I asked on Twitter if any venues might be interested in hosting such a performance and the Space offered me a slot almost immediately. The Isle of Dogs is quite a schlep from my home in the bottom left corner of London but somehow it feels right and proper to be performing A Christmas Carol in the east of the city. I've visited the venue and it's wonderful; apparently Sir Ian McKellen is something of a patron.
A Christmas Carol is a story which never loses its relevance, and reading it this year, in the run-up to an election which in one way or another promises to at the very least overshadow Christmas if not bury it altogether, it feels more salient than ever.

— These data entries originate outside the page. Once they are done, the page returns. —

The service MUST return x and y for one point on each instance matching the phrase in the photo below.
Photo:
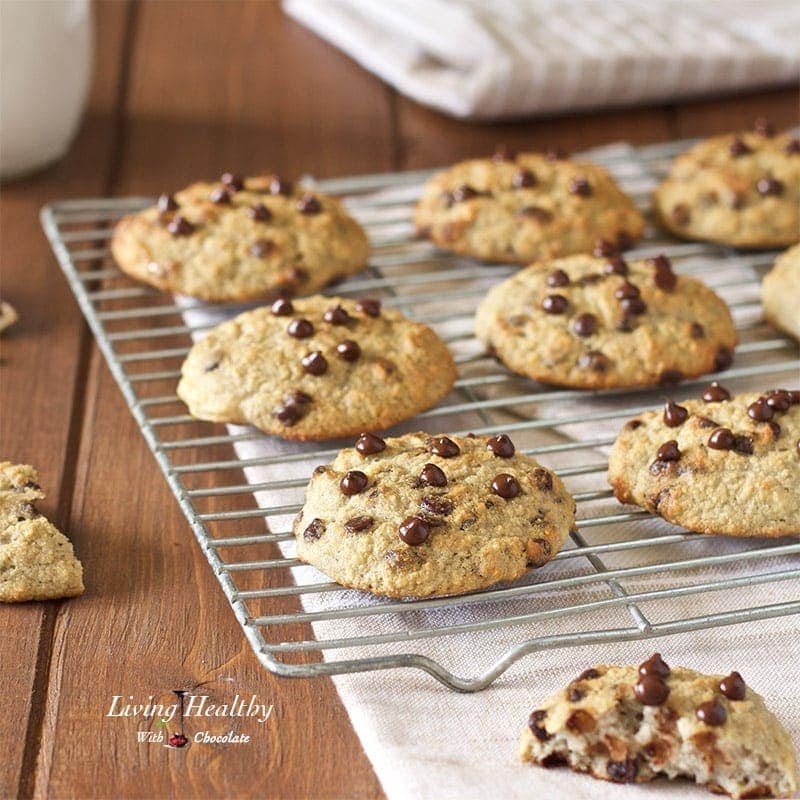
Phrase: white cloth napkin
(503, 58)
(426, 741)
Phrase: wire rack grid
(299, 623)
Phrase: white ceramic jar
(45, 66)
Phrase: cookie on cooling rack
(631, 725)
(526, 207)
(316, 368)
(780, 293)
(36, 559)
(424, 515)
(741, 189)
(241, 239)
(589, 322)
(721, 465)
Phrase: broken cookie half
(632, 724)
(36, 559)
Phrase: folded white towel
(504, 58)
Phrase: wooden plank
(159, 620)
(43, 364)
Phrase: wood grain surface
(183, 90)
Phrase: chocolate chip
(584, 324)
(580, 186)
(314, 363)
(337, 315)
(674, 414)
(655, 665)
(348, 350)
(668, 451)
(220, 196)
(353, 482)
(314, 530)
(444, 447)
(681, 214)
(369, 306)
(651, 690)
(623, 771)
(558, 278)
(712, 712)
(715, 393)
(501, 446)
(300, 329)
(282, 307)
(505, 486)
(235, 182)
(180, 226)
(737, 148)
(414, 531)
(432, 475)
(536, 212)
(523, 178)
(769, 186)
(261, 248)
(167, 203)
(554, 304)
(279, 185)
(721, 439)
(760, 411)
(593, 360)
(259, 212)
(733, 686)
(616, 266)
(535, 724)
(763, 126)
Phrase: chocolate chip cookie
(780, 293)
(741, 189)
(631, 725)
(36, 560)
(526, 207)
(721, 464)
(590, 322)
(316, 368)
(241, 239)
(424, 515)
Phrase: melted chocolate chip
(655, 665)
(554, 304)
(523, 178)
(721, 439)
(558, 278)
(348, 350)
(414, 531)
(444, 447)
(432, 475)
(261, 248)
(314, 363)
(674, 414)
(353, 482)
(368, 444)
(180, 226)
(282, 307)
(505, 486)
(369, 306)
(651, 690)
(712, 712)
(501, 446)
(259, 212)
(733, 686)
(300, 329)
(584, 324)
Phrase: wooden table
(182, 90)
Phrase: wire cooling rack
(301, 624)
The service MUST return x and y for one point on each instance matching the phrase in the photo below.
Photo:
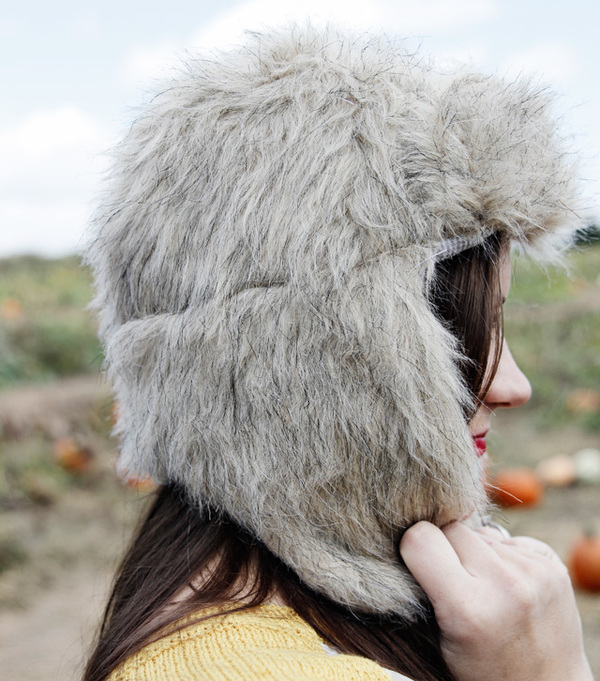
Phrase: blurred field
(65, 517)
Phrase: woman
(300, 261)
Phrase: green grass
(45, 330)
(552, 323)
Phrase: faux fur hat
(262, 257)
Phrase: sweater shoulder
(267, 643)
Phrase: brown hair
(176, 541)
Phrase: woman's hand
(505, 607)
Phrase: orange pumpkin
(584, 562)
(516, 487)
(71, 456)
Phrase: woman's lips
(480, 444)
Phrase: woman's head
(468, 294)
(265, 262)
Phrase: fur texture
(262, 256)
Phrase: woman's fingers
(435, 558)
(505, 606)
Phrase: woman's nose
(510, 387)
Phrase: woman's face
(510, 387)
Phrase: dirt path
(47, 640)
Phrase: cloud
(401, 18)
(147, 63)
(50, 164)
(554, 62)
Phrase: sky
(73, 73)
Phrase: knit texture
(268, 642)
(262, 258)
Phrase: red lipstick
(480, 444)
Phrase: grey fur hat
(262, 256)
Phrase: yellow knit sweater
(268, 642)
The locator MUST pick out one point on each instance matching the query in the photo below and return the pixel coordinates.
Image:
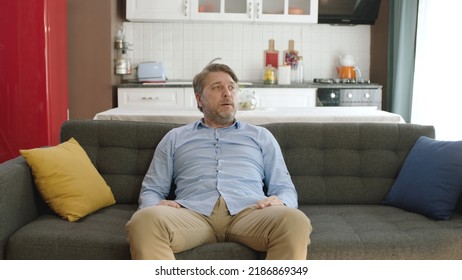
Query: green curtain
(401, 55)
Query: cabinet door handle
(258, 9)
(186, 8)
(250, 9)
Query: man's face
(218, 100)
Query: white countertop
(258, 116)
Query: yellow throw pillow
(67, 180)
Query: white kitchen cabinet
(285, 97)
(183, 97)
(152, 10)
(279, 11)
(156, 97)
(299, 11)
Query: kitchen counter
(258, 116)
(247, 84)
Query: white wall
(185, 48)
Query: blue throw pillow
(430, 180)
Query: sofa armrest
(18, 204)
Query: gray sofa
(342, 172)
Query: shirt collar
(201, 124)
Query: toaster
(152, 71)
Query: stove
(340, 81)
(343, 94)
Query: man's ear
(199, 100)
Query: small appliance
(152, 71)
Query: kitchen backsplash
(185, 48)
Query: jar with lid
(269, 77)
(246, 100)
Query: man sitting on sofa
(219, 166)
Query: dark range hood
(348, 11)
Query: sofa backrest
(330, 163)
(121, 151)
(345, 163)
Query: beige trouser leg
(281, 231)
(156, 232)
(160, 231)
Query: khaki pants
(158, 232)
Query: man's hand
(269, 201)
(170, 203)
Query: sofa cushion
(365, 232)
(430, 180)
(99, 236)
(67, 180)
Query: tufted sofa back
(330, 163)
(345, 163)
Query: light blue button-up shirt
(205, 163)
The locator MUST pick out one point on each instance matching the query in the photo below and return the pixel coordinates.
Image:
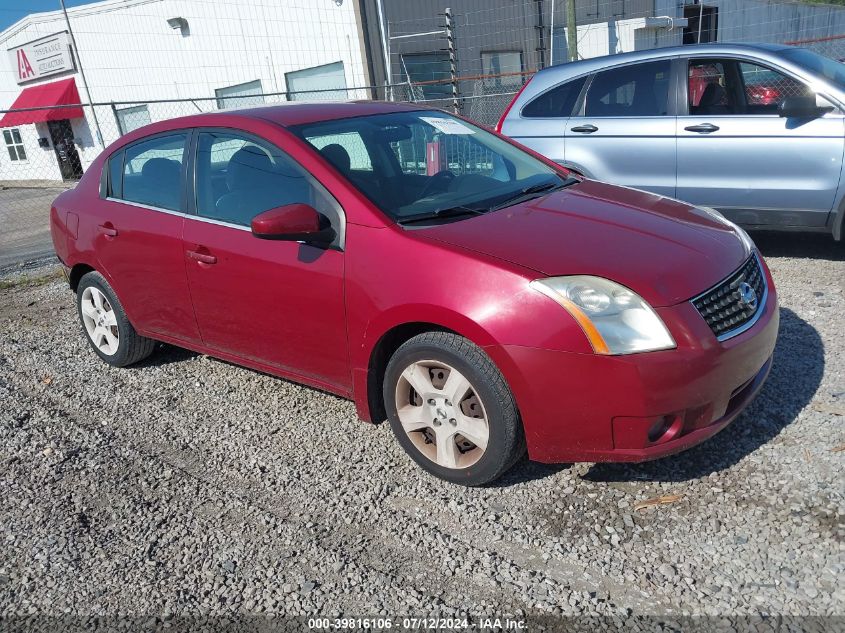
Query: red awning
(55, 93)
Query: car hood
(664, 250)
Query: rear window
(555, 103)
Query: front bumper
(586, 407)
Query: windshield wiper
(448, 212)
(534, 191)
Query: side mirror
(293, 223)
(802, 108)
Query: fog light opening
(659, 428)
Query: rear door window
(636, 90)
(557, 102)
(152, 171)
(711, 90)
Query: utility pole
(453, 62)
(571, 30)
(82, 73)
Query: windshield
(416, 165)
(824, 67)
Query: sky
(13, 10)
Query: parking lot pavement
(187, 485)
(25, 223)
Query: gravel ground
(25, 218)
(189, 486)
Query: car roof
(303, 112)
(717, 48)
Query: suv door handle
(703, 128)
(107, 229)
(202, 258)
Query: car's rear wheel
(451, 410)
(105, 324)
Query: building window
(429, 67)
(129, 119)
(328, 80)
(502, 68)
(14, 144)
(240, 96)
(702, 24)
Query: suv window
(710, 88)
(557, 102)
(732, 87)
(634, 90)
(765, 89)
(152, 171)
(238, 177)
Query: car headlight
(615, 319)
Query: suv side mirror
(293, 223)
(802, 107)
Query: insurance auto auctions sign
(42, 57)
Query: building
(497, 42)
(130, 55)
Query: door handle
(202, 258)
(703, 128)
(107, 229)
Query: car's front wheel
(451, 409)
(106, 326)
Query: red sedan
(481, 298)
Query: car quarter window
(765, 89)
(238, 177)
(557, 102)
(633, 90)
(115, 181)
(734, 87)
(152, 172)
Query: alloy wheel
(100, 320)
(442, 414)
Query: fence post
(572, 30)
(453, 63)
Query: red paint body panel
(317, 315)
(277, 303)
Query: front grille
(723, 307)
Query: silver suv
(755, 131)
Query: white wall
(130, 53)
(613, 37)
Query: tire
(105, 326)
(448, 438)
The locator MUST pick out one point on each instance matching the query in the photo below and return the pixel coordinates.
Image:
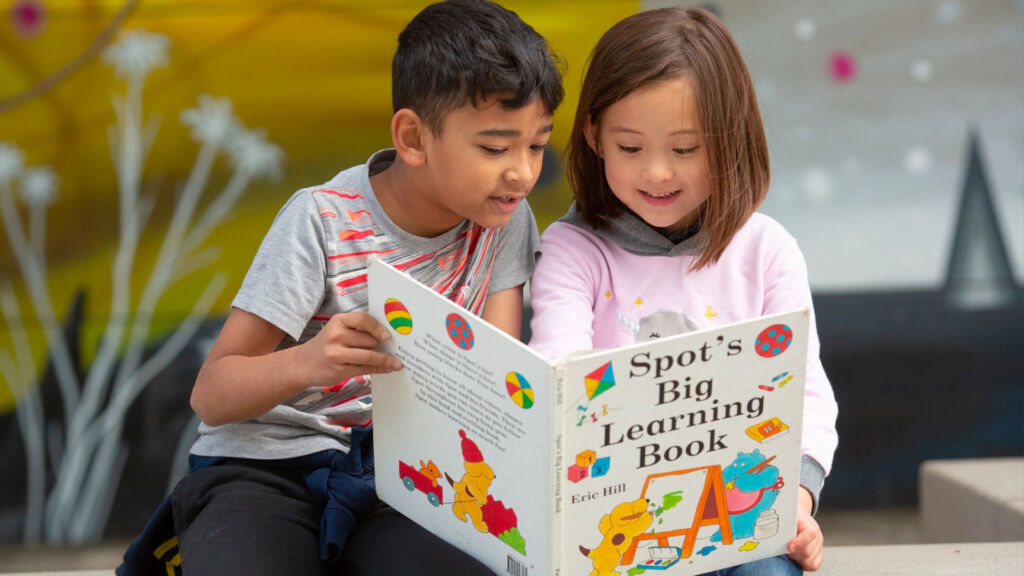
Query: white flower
(252, 153)
(39, 187)
(136, 53)
(11, 162)
(211, 121)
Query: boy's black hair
(465, 50)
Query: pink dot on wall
(28, 16)
(842, 67)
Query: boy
(283, 470)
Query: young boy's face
(485, 161)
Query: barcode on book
(516, 568)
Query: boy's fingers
(364, 323)
(371, 361)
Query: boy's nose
(520, 173)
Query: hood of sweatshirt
(637, 237)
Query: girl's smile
(654, 161)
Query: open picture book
(679, 455)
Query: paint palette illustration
(519, 389)
(773, 340)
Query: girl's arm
(504, 310)
(244, 376)
(562, 292)
(786, 288)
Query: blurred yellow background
(315, 76)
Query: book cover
(679, 455)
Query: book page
(462, 435)
(683, 454)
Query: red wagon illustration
(415, 480)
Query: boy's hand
(806, 549)
(344, 348)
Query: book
(679, 455)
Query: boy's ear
(590, 132)
(408, 135)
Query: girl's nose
(657, 170)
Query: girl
(668, 162)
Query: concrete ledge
(996, 559)
(973, 500)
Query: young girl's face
(654, 159)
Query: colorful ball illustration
(773, 340)
(397, 316)
(459, 331)
(519, 389)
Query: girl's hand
(806, 549)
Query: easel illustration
(711, 510)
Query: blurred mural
(145, 147)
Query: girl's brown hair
(662, 45)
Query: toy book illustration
(678, 455)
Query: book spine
(558, 470)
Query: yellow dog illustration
(471, 491)
(626, 522)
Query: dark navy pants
(315, 515)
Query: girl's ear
(408, 135)
(590, 132)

I didn't see either of the two thus far televised 'leaders' debates; I understand Boris Johnson is bottling out of all the forthcoming ones, much as Theresa May did last time (and, while we're here, is our most self-consciously Dickensian politician, Jacob Rees Marley, even still alive?). As such I only heard about Jeremy Corbyn's suggestion of A Christmas Carol as an ideal gift for Johnson after the event.
It was a nice move on Corbyn's part and no doubt sincerely meant, though some people have picked up on the fact that the depiction of Fagin in Oliver Twist might mean that invoking Dickens won't have done Corbyn any favours with regard to the ongoing row about anti-Semitism in the Labour Party, although it's worth bearing in mind that in the years following that book's publication Dickens expressed regret at what a racist caricature Fagin had been, and later editions of the story were in fact edited to depict him in a less viciously anti-Semitic manner. So it is possible to admit to having made such a mistake and try to make amends for it. Just saying.
A Christmas Carol is one of those stories that we will never escape, nor should we try to. A few years ago in my contribution to the book The Atheists' Guide To Christmas I noted that it has, if not exactly supplanted, certainly drawn up alongside the nativity itself as the foundational 'legend' of the season. I can't imagine ever living in a society where the message of the story - that we are all bound together and that looking after those around you is looking after yourself, in the most fundamental way - wouldn't bear repeating. It certainly bears repeating now.
Vote, vote tactically and encourage your friends to do likewise.
I'm not going to let them ruin my Christmas without a fight.